Starring Austin Butler, Tom Hanks
Scott’s Review #1,299
Reviewed September 16, 2022
Once I knew that Australia’s own Baz Luhrmann was directing the new film Elvis (2022) I immediately formulated an expectation of what the film-watching experience would be like. I anticipated a certain type of filmmaking, an auteur artist merging fast-paced music videos with a dramatic biopic into a film.
Other Luhrmann offerings like Moulin Rouge (2001) and The Great Gatsby (2013) infuse contemporary musical elements and are highly visual and stylistic. I knew what I was going to get and was prepared for it.
Elvis is no different and Luhrmann’s style is an unconventional risk not for everybody.
I mostly enjoyed the film but did not quite love it either, seeing both the good and the not-as-good.
At two hours and thirty-nine minutes, it goes on way too long.
Perhaps contradicting this point is that Elvis does get better as it goes along, at first feeling jarring, overwhelming, and all over the place with rapid editing and very quick camera work.
A Dramamine is suggested until one is comfortable with the sudden bursts of turbulence. I semi-joke but there is a period of sinking into Luhrmann’s style that is necessary especially if never having seen one of them.
The film explores the life and music of Elvis Presley (Austin Butler), and his complicated relationship with his opportunist manager, Colonel Tom Parker (Tom Hanks), and his wife Priscilla (Oliva De Jonge). The story delves into the singer’s rise to fame and the evolving cultural landscape in the United States during the 1950s and 1960s.
Like many films, the events start much later than the main story, in this case, 1997. Parker is on his deathbed and ruminates how he first met Elvis and made him into a legendary icon.
Much of the film takes place in glitzy Las Vegas where Elvis had a long-term residency though it’s worth noting that the star’s working-class roots and an impoverished upbringing in a mostly black neighborhood were a tremendous influence on his music.
The Vegas setting applies a sparkling veneer mixed with a downtrodden feeling of isolation, especially in scenes that show Elvis’s million-dollar penthouse view of Sin City. The star frequently pulls all the black curtains to reside in solitude.

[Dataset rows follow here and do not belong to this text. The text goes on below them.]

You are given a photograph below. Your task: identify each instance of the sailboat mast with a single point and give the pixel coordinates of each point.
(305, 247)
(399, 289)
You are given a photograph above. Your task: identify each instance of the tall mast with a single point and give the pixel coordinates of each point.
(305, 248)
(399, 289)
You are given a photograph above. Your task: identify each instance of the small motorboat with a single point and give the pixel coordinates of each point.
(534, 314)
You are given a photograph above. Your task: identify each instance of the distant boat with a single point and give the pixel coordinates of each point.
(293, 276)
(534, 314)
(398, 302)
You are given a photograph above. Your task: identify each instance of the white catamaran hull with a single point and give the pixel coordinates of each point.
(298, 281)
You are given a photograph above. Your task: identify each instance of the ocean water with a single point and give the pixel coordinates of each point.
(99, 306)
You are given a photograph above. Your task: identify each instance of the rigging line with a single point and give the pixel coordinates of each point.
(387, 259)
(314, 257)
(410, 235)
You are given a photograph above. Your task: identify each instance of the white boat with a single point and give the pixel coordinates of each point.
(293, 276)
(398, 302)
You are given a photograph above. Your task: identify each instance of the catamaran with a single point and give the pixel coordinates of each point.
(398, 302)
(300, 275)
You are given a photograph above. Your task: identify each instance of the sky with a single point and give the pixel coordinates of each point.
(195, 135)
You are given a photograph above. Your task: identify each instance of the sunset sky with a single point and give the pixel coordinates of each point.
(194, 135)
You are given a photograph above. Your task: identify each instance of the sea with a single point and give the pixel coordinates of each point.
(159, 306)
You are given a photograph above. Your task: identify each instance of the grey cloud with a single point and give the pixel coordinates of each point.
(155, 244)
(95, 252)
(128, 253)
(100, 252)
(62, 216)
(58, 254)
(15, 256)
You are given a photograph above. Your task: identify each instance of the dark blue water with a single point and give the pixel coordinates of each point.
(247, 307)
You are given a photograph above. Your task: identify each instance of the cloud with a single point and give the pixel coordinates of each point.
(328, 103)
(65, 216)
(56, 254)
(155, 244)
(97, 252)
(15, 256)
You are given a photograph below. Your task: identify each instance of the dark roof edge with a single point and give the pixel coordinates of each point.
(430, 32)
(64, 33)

Butler starts slow but ends up doing a fabulous job of portraying the iconic star, no easy feat. At first, I had difficulty buying the actor as Elvis but as time went on he becomes more immersed in the role.
The best scenes hands down occur during the performances. The sheer rawness of his act and the famous wiggle that left fans dizzy with eroticism are compelling and authentic to say nothing of titillating.
The young actor exudes charisma much as the real-life star does and this is most evident on the stage. The dramatic scenes don’t work as well and Luhrmann strangely skims over the controversial weight gain years, the 1970s, that Elvis experienced.
I expected Butler to don a fat suit but there was none of this.
This miss can almost be forgiven when a heart-wrenching final performance of ‘Unchained Melody’ by the real Elvis is showcased. The number is fraught with emotion and tenderness that left me feeling sympathy.
Hanks is good as the slimy and curmudgeonly manager but I never felt sympathy for the character. If the film can be believed, he ruined Elvis as much as brought him success, but Hanks never made me forgive the man. I also wasn’t interested in his backstory.
It will be hard-pressed to ever make me enjoy Hanks more than in his Oscar-winning back-to-back turns in Philadelphia (1993) and Forrest Gump (1994), his two best roles.
Elvis, the film, does better when it serves as a musical performance rather than a biography. Sure, the drug use and the disputes with family and manager are dramatic but it’s the performances of ‘All Shook Up, ‘Unchained Melody’, and ‘Can’t Help Falling Into Love’ that win me over.
In pure Luhrmann form, many of the familiar songs are done in different tempos and interpretations but that’s part of the fun.
Comparisons to recent musical biographies like Bohemian Rhapsody (2018) and Rocketman (2019) are fair.
Elvis (2022) is not as good as those films but it’s above average and succeeds when it entertains and shows how the star’s determination and grit pulled through over outside influences.